Abstract
The rates of escape and reversion in response to selection pressure arising from the host immune system, notably the cytotoxic T-lymphocyte (CTL) response, are key factors determining the evolution of HIV. Existing methods for estimating these parameters from cross-sectional population data using ordinary differential equations (ODEs) ignore information about the genealogy of sampled HIV sequences, which has the potential to cause systematic bias and overestimate certainty. Here, we describe an integrated approach, validated through extensive simulations, which combines genealogical inference and epidemiological modelling, to estimate rates of CTL escape and reversion in HIV epitopes. We show that there is substantial uncertainty about rates of viral escape and reversion from cross-sectional data, which arises from the inherent stochasticity in the evolutionary process.
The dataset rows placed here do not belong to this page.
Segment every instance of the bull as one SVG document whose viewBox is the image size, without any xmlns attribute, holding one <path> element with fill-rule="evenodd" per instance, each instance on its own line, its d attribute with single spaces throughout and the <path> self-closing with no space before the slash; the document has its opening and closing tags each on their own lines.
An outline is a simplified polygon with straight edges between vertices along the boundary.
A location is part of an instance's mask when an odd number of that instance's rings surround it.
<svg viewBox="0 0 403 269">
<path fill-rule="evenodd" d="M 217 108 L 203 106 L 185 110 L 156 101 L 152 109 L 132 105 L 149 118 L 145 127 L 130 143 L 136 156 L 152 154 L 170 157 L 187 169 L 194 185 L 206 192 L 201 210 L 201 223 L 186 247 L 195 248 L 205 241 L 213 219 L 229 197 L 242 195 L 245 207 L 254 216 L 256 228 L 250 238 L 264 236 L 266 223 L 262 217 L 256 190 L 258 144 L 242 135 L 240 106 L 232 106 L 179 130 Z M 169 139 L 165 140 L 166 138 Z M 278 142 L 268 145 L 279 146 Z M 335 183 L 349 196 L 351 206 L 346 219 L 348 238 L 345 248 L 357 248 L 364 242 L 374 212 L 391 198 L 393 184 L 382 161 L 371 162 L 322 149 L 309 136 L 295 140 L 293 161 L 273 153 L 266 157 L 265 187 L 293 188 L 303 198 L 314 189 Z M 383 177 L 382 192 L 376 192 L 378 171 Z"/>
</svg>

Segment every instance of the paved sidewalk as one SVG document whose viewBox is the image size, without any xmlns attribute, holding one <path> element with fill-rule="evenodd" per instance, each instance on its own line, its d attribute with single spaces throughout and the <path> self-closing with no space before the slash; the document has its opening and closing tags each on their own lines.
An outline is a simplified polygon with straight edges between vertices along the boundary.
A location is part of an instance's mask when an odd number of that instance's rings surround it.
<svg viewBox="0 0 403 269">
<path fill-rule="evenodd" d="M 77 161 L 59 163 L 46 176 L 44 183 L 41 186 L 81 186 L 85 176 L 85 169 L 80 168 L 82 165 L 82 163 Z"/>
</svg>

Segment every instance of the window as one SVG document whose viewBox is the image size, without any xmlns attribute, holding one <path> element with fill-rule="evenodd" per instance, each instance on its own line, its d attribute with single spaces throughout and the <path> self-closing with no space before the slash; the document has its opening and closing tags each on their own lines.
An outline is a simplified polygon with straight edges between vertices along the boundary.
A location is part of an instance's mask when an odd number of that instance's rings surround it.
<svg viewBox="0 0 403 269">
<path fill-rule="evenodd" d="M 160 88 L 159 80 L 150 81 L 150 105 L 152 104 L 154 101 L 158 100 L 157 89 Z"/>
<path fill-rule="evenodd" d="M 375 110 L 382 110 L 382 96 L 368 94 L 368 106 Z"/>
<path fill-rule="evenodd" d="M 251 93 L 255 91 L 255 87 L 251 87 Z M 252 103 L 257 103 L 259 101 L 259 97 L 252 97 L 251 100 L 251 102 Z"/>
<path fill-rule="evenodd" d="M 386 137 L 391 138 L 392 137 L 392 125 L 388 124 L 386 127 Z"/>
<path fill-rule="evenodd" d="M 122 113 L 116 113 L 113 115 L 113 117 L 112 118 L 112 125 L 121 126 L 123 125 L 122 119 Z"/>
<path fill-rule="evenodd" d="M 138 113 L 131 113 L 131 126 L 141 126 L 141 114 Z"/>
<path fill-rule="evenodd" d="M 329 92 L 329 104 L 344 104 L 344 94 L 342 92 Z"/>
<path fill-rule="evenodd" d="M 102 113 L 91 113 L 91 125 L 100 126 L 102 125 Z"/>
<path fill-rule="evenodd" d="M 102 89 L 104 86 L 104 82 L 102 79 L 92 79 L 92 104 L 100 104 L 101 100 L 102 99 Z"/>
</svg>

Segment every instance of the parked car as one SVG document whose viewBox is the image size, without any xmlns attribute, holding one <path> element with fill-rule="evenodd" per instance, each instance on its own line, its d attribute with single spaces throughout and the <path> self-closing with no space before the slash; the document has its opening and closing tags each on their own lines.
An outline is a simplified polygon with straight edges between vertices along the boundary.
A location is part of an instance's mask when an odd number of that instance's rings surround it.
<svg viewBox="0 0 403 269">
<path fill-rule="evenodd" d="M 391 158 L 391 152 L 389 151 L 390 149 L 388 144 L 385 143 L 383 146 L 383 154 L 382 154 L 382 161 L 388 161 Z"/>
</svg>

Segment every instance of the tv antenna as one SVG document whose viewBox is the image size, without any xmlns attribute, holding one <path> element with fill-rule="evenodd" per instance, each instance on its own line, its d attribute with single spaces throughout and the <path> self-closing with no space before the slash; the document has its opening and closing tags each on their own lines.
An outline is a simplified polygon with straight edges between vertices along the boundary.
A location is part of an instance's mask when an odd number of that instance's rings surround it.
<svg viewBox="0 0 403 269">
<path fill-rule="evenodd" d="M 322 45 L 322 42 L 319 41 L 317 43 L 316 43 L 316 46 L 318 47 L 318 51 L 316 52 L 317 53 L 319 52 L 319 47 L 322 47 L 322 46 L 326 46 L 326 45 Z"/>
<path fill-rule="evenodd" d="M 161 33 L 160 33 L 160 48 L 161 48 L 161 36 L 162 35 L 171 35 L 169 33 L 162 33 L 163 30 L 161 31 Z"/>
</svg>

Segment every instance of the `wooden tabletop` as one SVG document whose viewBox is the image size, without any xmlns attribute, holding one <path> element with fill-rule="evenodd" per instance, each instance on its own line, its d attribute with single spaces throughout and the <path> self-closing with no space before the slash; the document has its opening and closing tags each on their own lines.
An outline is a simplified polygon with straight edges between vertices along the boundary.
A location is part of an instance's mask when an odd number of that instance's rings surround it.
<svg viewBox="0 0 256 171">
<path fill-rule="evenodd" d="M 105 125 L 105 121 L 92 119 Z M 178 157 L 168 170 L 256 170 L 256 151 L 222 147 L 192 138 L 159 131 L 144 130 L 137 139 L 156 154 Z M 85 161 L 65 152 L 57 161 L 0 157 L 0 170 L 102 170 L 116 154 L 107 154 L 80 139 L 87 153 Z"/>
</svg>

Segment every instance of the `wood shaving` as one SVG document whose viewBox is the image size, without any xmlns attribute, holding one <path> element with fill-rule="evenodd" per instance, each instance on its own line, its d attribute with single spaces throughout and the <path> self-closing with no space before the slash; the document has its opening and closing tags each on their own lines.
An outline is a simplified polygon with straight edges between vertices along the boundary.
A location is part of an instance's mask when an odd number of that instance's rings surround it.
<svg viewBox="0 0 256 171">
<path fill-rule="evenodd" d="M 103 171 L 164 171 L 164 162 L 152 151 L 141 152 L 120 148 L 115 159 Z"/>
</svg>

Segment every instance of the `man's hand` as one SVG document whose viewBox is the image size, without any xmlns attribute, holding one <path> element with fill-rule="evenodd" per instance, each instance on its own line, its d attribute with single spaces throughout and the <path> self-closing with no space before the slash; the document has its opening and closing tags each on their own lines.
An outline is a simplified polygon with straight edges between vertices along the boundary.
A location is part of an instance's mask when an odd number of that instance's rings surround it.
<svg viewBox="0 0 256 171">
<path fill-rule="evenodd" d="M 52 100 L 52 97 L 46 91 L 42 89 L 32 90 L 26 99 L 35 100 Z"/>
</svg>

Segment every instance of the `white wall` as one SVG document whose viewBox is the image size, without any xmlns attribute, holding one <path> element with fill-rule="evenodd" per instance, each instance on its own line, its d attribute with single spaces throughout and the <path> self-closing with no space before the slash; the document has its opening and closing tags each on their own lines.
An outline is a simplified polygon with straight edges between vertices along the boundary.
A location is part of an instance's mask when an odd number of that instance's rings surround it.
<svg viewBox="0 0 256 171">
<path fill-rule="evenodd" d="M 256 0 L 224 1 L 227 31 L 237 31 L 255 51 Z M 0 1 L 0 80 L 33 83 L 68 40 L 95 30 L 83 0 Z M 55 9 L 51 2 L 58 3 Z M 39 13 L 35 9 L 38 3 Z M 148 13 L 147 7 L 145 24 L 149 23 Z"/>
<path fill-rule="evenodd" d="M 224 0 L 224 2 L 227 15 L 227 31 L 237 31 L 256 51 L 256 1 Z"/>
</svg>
By application to empirical data, we find that point estimates of rates from a previously published ODE model and the integrated approach presented here are often similar, but can also differ several-fold depending on the structure of the genealogy. The model-based approach we apply provides a framework for the statistical analysis and hypothesis testing of escape and reversion in population data and highlights the need for longitudinal and denser cross-sectional sampling to enable accurate estimate of these key parameters.
Highlights
Cytotoxic T-lymphocytes (CTLs) are implicated in the control of human immunodeficiency virus 1 (HIV-1)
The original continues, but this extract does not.